I've been thinking often these days that too many activists on both sides see things only in black-and-white -- one issue I discussed in Salon. Good examples are some of the letters to Salon's editor in response to my essay -- two criticisms from the left and two from the right, plus two people who appreciated my effort, as one said, "to remain partisan but also to be fair and even-handed in his treatment of the issues."

I don't expect universal agreement. I do expect criticism, and I welcome dialogue with those whose side I'm on about common concerns. What bothers me here, though, is that Cockburn puts me in the wrong camp and then blasts me for it. It doesn't seem fair.

I'm also sort of horrified that Cockburn's distortion of my views will be the first thing thousands of people learn about me, and that my response will never catch up to the distortion.

I sent letters to Cockburn via two websites where his column appears, asking him to link his column to my response (as Z Magazine, Working for Change, and some other websites have done). He has not responded.


Fox Letter to The Nation

May 20, 2002 (edited version published June 24, 2002)

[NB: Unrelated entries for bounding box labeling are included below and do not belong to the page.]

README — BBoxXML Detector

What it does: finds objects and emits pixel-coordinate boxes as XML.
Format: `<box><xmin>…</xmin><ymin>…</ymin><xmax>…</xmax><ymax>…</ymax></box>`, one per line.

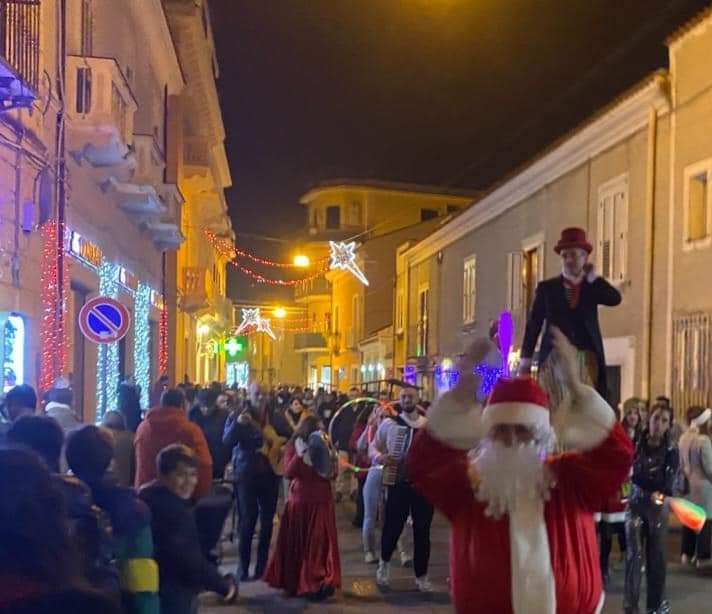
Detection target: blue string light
<box><xmin>96</xmin><ymin>258</ymin><xmax>119</xmax><ymax>423</ymax></box>
<box><xmin>134</xmin><ymin>282</ymin><xmax>151</xmax><ymax>408</ymax></box>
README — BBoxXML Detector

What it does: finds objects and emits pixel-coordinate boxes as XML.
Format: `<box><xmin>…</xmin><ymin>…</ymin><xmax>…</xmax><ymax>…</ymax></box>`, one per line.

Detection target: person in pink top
<box><xmin>134</xmin><ymin>388</ymin><xmax>213</xmax><ymax>499</ymax></box>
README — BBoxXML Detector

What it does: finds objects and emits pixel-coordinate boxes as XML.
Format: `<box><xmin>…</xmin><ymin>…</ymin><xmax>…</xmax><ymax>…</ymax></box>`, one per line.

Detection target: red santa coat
<box><xmin>408</xmin><ymin>389</ymin><xmax>633</xmax><ymax>614</ymax></box>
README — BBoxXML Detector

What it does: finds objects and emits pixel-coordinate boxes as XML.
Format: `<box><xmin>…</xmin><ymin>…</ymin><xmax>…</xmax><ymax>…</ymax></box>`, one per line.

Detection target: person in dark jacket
<box><xmin>67</xmin><ymin>424</ymin><xmax>159</xmax><ymax>614</ymax></box>
<box><xmin>623</xmin><ymin>404</ymin><xmax>679</xmax><ymax>614</ymax></box>
<box><xmin>223</xmin><ymin>399</ymin><xmax>285</xmax><ymax>581</ymax></box>
<box><xmin>139</xmin><ymin>444</ymin><xmax>237</xmax><ymax>614</ymax></box>
<box><xmin>519</xmin><ymin>228</ymin><xmax>621</xmax><ymax>409</ymax></box>
<box><xmin>0</xmin><ymin>448</ymin><xmax>120</xmax><ymax>614</ymax></box>
<box><xmin>8</xmin><ymin>416</ymin><xmax>120</xmax><ymax>603</ymax></box>
<box><xmin>118</xmin><ymin>375</ymin><xmax>141</xmax><ymax>433</ymax></box>
<box><xmin>188</xmin><ymin>386</ymin><xmax>229</xmax><ymax>479</ymax></box>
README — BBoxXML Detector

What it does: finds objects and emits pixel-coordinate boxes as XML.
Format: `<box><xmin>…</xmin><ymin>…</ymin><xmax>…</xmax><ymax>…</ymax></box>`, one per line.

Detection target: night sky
<box><xmin>211</xmin><ymin>0</ymin><xmax>709</xmax><ymax>296</ymax></box>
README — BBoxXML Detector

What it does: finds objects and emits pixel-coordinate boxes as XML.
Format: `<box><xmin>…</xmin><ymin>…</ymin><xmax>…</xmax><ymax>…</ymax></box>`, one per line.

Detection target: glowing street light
<box><xmin>294</xmin><ymin>254</ymin><xmax>311</xmax><ymax>269</ymax></box>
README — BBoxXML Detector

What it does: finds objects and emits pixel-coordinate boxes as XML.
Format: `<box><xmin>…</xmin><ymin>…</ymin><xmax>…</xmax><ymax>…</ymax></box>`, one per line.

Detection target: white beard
<box><xmin>473</xmin><ymin>440</ymin><xmax>552</xmax><ymax>518</ymax></box>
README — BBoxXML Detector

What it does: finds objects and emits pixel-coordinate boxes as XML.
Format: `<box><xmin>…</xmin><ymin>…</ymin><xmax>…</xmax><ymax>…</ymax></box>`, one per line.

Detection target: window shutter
<box><xmin>507</xmin><ymin>252</ymin><xmax>523</xmax><ymax>312</ymax></box>
<box><xmin>613</xmin><ymin>190</ymin><xmax>628</xmax><ymax>282</ymax></box>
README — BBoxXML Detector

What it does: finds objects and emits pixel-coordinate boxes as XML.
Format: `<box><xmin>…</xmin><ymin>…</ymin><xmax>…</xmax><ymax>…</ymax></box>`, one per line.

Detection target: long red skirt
<box><xmin>263</xmin><ymin>500</ymin><xmax>341</xmax><ymax>595</ymax></box>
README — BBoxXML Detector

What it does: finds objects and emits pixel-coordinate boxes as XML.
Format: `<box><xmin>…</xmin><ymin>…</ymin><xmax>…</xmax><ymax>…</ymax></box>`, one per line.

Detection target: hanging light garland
<box><xmin>96</xmin><ymin>258</ymin><xmax>119</xmax><ymax>422</ymax></box>
<box><xmin>203</xmin><ymin>230</ymin><xmax>329</xmax><ymax>269</ymax></box>
<box><xmin>133</xmin><ymin>282</ymin><xmax>151</xmax><ymax>407</ymax></box>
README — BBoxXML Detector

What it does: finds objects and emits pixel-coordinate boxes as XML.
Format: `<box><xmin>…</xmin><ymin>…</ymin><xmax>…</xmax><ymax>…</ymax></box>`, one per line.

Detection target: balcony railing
<box><xmin>0</xmin><ymin>0</ymin><xmax>40</xmax><ymax>103</ymax></box>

His justifiable zeal to defend Palestinian rights leads Alexander Cockburn to call me an apologist for "policies put into practice by racists, ethnic cleansers and in Sharon's case, an unquestioned war criminal who should be in the dock for his conduct." Since I share Cockburn's criticism of reflexive support for every Israeli policy and I agree with much of what he says about false claims of anti-Semitism, I wish he'd accompanied his identification of my possible inconsistencies with accurate reporting of what I actually wrote. Ascribing to me words I'd never say and views I reject is either sloppy or dishonest.

My essay in Salon suggested the pro-Palestinian left should address, where it exists, anti-Semitism, superficial argumentation, and difficulties of communication. I end with this: "the justice-based left must seek analyses and solutions built on general principles, and reject those that make new forms of oppression inevitable."

I also say this: I march to protest Israeli policy; Israel has committed past massacres and West Bank atrocities; ending Palestinian oppression is central; the occupation must end; expulsion of Palestinians would amount to ethnic cleansing; the pro-Israel explanation of how Palestinians became refugees in 1948 is unsupported; armed resistance (though not against uninvolved civilians) is legitimate; a Palestinian call for militant nonviolent resistance is welcome.

And I say, clearly, that opposing Israeli policy is not anti-Semitic.

Cockburn's absolutism is matched by his opposites. The day I read his piece, a letter to my local newspaper, for which I write a column, claimed my views would lead to "the destruction of Israel and create a danger to Jews throughout the world." That writer, too, sees only what he wants to see.

I continue to advocate justice-focused discussion, but the Nation gives me only 300 words. Please see www.dennisfox.net/politics/israel.html for more.

Dennis Fox


Cockburn's 2002 Response: Letter to The Nation

There was nothing sloppy or dishonest about what I wrote. The third paragraph of Fox's letter is fine, and if my column pushed him to make it clear, it served its purpose. I wish he'd written it in his Salon piece.

Alexander Cockburn


People tell me this is as close as Cockburn gets to acknowledging he might have gotten something wrong. As I read it, he's still claiming -- wrongly -- I didn't make the points in question in my original essay. See my original piece and longer critique and judge for yourself.

Meanwhile, he repeats his allegations about me in his 2003 book and ignores my request that he address the issue.